Comparison 1: Thomas Write Rule vs Two-Phase Locking (2PL)

2PL handles write-write conflicts by making the second transaction wait for the first to release its lock.

Thomas Write Rule

•Non-blocking: ignores obsolete write immediately
•Higher throughput for write-heavy workloads
•Produces view serializable schedules
•Higher abort rate (for read-write conflicts)
•No deadlock possibility

Two-Phase Locking

•Blocking: waits for lock release
•Higher throughput for read-heavy workloads
•Produces conflict serializable schedules
•No aborts for lock conflicts (just waits)
•Deadlock possible (requires detection/prevention)

Comparison 2: Thomas Write Rule vs MVCC

MVCC (Multi-Version Concurrency Control) maintains multiple versions of data items to avoid conflicts.

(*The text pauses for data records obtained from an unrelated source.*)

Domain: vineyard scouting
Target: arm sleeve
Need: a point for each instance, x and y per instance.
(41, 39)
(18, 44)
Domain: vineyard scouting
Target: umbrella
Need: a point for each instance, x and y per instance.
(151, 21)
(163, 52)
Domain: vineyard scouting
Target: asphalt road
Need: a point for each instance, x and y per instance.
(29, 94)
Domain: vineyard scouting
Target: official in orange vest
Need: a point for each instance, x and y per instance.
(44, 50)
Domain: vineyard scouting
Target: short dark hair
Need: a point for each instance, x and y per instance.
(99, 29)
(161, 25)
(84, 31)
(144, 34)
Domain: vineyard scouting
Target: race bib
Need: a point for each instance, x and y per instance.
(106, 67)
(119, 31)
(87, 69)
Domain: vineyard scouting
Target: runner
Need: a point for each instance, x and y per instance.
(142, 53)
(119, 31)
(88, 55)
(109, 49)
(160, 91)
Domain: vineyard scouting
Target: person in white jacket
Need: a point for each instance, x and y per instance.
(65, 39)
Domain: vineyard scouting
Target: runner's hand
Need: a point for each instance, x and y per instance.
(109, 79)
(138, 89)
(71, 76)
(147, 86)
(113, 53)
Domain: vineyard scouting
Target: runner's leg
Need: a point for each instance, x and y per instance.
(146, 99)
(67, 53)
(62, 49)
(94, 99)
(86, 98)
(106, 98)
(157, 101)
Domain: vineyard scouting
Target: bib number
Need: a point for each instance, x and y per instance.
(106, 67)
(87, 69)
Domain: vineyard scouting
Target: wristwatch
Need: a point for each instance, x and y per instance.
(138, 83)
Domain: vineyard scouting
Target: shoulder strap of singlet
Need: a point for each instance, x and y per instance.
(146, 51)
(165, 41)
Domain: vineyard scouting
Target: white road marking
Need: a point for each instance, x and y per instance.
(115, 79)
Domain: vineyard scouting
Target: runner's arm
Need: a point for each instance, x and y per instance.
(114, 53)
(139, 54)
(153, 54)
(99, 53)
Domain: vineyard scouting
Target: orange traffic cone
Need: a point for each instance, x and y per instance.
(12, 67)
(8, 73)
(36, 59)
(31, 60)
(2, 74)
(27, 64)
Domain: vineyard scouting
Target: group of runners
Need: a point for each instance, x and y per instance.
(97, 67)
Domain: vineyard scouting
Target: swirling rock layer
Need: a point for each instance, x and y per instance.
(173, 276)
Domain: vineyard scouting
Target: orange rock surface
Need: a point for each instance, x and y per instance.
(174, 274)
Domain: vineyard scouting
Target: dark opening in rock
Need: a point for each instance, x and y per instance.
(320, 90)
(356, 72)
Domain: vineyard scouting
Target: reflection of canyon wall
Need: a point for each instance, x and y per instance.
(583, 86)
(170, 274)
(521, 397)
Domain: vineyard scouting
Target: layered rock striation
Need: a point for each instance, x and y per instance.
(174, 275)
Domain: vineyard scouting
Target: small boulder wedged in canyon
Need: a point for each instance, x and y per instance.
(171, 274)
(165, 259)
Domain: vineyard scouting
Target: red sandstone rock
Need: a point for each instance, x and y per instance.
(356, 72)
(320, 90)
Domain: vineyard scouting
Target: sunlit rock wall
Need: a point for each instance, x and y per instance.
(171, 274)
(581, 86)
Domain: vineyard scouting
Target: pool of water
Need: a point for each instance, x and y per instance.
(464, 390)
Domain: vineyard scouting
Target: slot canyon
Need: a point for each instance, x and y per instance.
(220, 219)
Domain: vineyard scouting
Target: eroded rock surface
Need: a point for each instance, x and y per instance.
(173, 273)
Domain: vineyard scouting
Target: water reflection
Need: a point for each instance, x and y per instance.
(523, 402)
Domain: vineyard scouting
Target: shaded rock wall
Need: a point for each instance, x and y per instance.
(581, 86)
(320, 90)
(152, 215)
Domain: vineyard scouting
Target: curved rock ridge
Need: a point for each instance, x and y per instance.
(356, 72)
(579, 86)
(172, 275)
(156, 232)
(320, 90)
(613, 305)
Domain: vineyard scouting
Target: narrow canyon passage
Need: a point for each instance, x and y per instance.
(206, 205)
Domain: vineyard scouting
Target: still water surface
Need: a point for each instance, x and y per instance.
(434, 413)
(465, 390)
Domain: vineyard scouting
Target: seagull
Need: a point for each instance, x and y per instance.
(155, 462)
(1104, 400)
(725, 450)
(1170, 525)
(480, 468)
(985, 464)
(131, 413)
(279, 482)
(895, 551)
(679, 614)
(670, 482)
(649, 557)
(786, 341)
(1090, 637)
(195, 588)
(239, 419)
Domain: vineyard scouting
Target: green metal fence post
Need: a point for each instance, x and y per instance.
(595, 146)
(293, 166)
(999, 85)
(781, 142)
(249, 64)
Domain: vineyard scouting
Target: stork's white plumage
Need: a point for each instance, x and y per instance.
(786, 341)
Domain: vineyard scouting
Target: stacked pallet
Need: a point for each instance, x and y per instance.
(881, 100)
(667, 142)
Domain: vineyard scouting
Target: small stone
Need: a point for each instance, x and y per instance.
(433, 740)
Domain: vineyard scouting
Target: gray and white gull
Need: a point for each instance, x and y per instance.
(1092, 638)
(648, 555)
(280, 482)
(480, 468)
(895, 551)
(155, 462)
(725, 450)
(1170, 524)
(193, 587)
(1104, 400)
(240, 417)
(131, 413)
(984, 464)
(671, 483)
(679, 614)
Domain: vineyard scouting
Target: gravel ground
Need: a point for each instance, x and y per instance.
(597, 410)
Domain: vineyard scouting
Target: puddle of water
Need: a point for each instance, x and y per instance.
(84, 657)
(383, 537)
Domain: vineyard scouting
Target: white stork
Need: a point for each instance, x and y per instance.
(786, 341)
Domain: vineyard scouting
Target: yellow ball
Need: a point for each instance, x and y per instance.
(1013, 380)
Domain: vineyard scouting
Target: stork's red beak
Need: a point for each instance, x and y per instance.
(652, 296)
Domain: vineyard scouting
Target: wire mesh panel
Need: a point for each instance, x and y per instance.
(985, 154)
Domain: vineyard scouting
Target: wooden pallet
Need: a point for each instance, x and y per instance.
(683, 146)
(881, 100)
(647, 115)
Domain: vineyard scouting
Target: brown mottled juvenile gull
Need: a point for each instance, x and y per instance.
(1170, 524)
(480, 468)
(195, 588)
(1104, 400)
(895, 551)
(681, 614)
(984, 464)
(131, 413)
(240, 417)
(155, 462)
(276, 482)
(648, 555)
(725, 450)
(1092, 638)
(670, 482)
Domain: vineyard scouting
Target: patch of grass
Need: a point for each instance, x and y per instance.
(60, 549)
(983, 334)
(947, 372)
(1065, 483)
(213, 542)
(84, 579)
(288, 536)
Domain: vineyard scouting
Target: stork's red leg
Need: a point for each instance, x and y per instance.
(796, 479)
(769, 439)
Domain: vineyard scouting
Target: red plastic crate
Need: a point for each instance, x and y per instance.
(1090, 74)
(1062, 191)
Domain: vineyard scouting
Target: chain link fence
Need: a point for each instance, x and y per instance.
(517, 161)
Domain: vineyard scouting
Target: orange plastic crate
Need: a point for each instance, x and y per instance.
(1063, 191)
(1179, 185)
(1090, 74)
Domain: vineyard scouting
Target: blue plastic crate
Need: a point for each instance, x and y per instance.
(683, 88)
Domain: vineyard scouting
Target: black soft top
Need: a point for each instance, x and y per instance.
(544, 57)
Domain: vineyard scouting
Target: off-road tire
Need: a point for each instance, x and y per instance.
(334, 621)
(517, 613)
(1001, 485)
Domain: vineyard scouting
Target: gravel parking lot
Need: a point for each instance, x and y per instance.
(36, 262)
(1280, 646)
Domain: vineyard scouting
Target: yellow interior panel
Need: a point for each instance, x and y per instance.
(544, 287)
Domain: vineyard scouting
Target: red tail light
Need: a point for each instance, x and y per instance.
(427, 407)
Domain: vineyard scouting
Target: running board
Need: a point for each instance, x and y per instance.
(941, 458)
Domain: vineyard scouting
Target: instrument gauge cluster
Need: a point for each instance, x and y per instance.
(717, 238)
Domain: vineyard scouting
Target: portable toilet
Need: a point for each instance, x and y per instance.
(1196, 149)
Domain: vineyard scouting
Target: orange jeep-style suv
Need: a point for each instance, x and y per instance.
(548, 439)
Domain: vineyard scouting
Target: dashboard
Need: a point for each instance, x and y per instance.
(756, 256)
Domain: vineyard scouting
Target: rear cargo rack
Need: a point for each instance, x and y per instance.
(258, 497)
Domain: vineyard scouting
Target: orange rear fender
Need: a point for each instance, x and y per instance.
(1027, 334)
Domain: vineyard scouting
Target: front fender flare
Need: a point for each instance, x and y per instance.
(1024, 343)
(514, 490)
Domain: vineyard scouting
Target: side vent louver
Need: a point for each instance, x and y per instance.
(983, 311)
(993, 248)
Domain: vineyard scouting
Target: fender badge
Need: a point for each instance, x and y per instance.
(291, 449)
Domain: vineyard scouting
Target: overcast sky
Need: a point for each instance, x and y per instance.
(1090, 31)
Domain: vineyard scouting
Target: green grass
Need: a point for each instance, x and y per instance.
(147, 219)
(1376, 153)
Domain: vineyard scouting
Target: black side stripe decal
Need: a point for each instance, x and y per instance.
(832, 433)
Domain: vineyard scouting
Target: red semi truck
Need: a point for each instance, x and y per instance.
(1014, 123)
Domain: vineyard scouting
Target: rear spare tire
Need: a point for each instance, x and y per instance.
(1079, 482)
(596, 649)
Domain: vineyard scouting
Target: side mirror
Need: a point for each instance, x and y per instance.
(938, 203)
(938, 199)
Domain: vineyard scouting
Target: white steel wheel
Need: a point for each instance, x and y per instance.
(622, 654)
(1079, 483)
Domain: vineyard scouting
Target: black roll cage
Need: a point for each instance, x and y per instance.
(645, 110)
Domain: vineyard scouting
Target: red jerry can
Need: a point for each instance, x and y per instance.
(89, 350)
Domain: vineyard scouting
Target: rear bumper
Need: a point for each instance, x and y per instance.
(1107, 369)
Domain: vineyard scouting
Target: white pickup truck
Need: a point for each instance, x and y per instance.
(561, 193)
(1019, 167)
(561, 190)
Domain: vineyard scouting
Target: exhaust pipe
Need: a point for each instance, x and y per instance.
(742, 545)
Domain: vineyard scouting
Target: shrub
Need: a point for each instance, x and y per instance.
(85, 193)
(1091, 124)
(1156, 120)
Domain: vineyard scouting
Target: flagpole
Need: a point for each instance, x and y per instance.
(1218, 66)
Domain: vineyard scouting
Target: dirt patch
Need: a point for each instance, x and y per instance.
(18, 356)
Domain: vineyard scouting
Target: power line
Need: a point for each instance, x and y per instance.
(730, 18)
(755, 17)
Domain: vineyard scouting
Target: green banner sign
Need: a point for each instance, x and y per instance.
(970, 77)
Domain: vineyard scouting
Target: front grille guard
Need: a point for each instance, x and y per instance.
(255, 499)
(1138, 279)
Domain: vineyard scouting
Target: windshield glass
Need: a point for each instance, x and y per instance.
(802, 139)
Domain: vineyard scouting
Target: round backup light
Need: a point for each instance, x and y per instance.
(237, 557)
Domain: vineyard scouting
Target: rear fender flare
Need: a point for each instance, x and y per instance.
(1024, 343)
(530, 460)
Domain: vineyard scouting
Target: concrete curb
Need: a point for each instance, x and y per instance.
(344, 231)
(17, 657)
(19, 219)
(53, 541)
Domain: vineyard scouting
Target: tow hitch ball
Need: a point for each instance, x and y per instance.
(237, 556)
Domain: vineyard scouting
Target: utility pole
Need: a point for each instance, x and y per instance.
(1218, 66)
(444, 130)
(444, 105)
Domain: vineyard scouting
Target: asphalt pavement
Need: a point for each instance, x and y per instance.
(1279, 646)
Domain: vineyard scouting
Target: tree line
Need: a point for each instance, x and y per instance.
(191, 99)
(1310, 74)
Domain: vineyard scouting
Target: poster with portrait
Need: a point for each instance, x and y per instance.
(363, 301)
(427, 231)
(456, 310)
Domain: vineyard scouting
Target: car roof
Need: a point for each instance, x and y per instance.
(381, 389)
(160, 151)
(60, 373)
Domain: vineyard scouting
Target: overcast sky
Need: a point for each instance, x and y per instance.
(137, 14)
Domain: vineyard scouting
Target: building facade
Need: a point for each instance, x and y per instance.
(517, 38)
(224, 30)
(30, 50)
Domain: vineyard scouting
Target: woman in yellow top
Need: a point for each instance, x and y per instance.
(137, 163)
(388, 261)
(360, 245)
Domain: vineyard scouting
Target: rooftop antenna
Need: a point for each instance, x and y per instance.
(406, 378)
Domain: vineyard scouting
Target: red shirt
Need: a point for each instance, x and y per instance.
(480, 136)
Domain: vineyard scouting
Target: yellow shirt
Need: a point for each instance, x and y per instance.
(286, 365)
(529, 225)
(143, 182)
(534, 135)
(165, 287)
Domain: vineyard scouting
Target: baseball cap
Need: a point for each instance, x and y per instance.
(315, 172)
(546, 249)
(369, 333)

MVCC Approach to Write-Write Conflicts:

Create new version for each write
Readers see consistent snapshot
Writers rarely conflict (each creates own version)
Garbage collection needed for old versions

Performance Comparison:

Metric	Thomas Write Rule	MVCC
Write-write conflicts	Ignored (no abort)	No conflict (new version)
Read-write conflicts	May still abort	No blocking
Storage overhead	None	Multiple versions stored
Garbage collection	Not needed	Required
Implementation complexity	Low	High

When to Choose Each:

Thomas Write Rule: Simpler systems, write-heavy workloads, limited storage
MVCC: Complex systems, mixed workloads, read-heavy, need for snapshot isolation

Summary: Performance Improvement

We've comprehensively analyzed the performance improvements provided by the Thomas Write Rule. Let's consolidate the key takeaways:

Key Takeaways

•Transaction aborts are expensive — They waste CPU, I/O, and increase latency. Any reduction in aborts has multiplicative benefits.
•Abort reduction scales with write conflicts — Write-heavy workloads with hot data items see the largest improvements (30-50% abort reduction).
•Throughput improvement compounds — Less abort overhead means more resources for productive transactions, improving overall throughput.
•Overhead is negligible — Write buffer and extra timestamp comparison add microseconds; avoided aborts save milliseconds.
•Improvement scales with load — Higher concurrency means more conflicts, which means more opportunities for the rule to help.
•Not a universal solution — Read-heavy workloads see minimal benefit; the rule only helps write-write conflicts.

What's Next:

In the final page of this module, we'll examine the correctness of the Thomas Write Rule in rigorous detail. We'll prove that ignoring obsolete writes maintains view serializability, examine edge cases that could threaten correctness, and discuss the relationship between the rule and database consistency guarantees.

Page Complete

You now understand the quantitative performance benefits of the Thomas Write Rule, the workload factors that influence its effectiveness, and how to reason about abort reduction and throughput improvement. This knowledge enables informed decisions about when and how to apply timestamp-based concurrency control.